November 8, 2010 at 9:41 AM  
Anonymous Hope said...

You're using your words now. We all grieve in our own way and in our own time. I'm sure that everyone at the service understood. I know I would have.

November 8, 2010 at 12:05 PM  
Blogger Sherri said...

How to find the words, when the deaths were so unexpected and shocking? I just spent the weekend at a family funeral, for a 90 year old woman who died when it was her time to go. So obviously people had time to think and prepare, and my brother, cousin, and stepmother all had wonderfully prepared things to read. BUT, I have to say that in your situation, my legs and lungs would not have allowed me to utter even one word.

You know what you did do? Years later, you wrote wonderful words in your blog about your parents. At a time when you were ready and had an outlet for your words. Remember that, my friend.

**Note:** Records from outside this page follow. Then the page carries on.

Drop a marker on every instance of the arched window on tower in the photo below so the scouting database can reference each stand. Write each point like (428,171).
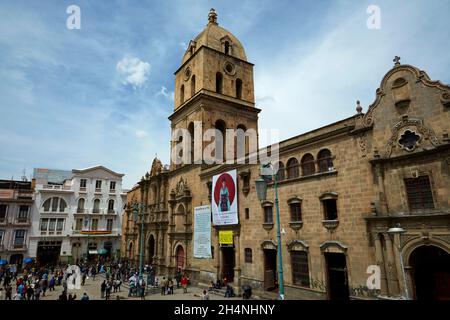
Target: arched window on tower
(192,85)
(191,134)
(219,82)
(220,148)
(308,165)
(239,88)
(227,47)
(182,94)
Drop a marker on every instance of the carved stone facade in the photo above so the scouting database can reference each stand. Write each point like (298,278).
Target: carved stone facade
(341,186)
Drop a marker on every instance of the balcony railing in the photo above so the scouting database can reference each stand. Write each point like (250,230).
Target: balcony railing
(56,187)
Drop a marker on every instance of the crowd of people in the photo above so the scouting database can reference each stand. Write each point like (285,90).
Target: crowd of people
(34,282)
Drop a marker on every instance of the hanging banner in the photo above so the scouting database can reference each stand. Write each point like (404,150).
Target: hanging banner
(226,238)
(202,232)
(224,199)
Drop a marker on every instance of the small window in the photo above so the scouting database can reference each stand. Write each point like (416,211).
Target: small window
(280,172)
(111,206)
(420,196)
(44,225)
(268,214)
(60,225)
(219,82)
(239,88)
(79,224)
(308,165)
(182,94)
(94,224)
(96,206)
(292,168)
(55,204)
(80,208)
(192,85)
(109,224)
(296,211)
(227,47)
(47,204)
(19,237)
(3,211)
(248,255)
(300,268)
(330,209)
(325,161)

November 8, 2010 at 3:59 PM  
Blogger Sophie said...

Please don't feel guilty. Words aren't always necessary. You're the most courageous person I know.

November 8, 2010 at 6:13 PM  
Blogger Suebug said...

I was there and really wanted to stand and express thanks to your parents for their generosity with their home when I was in college. It really made a difference. And of course last year I received the very same generosity again from you and Leah. And it really made a difference again.

I believe that everyone in that room that day could understand the goodwill and also the heartache that was being felt. You and Leah did beautifully under unbearable stress.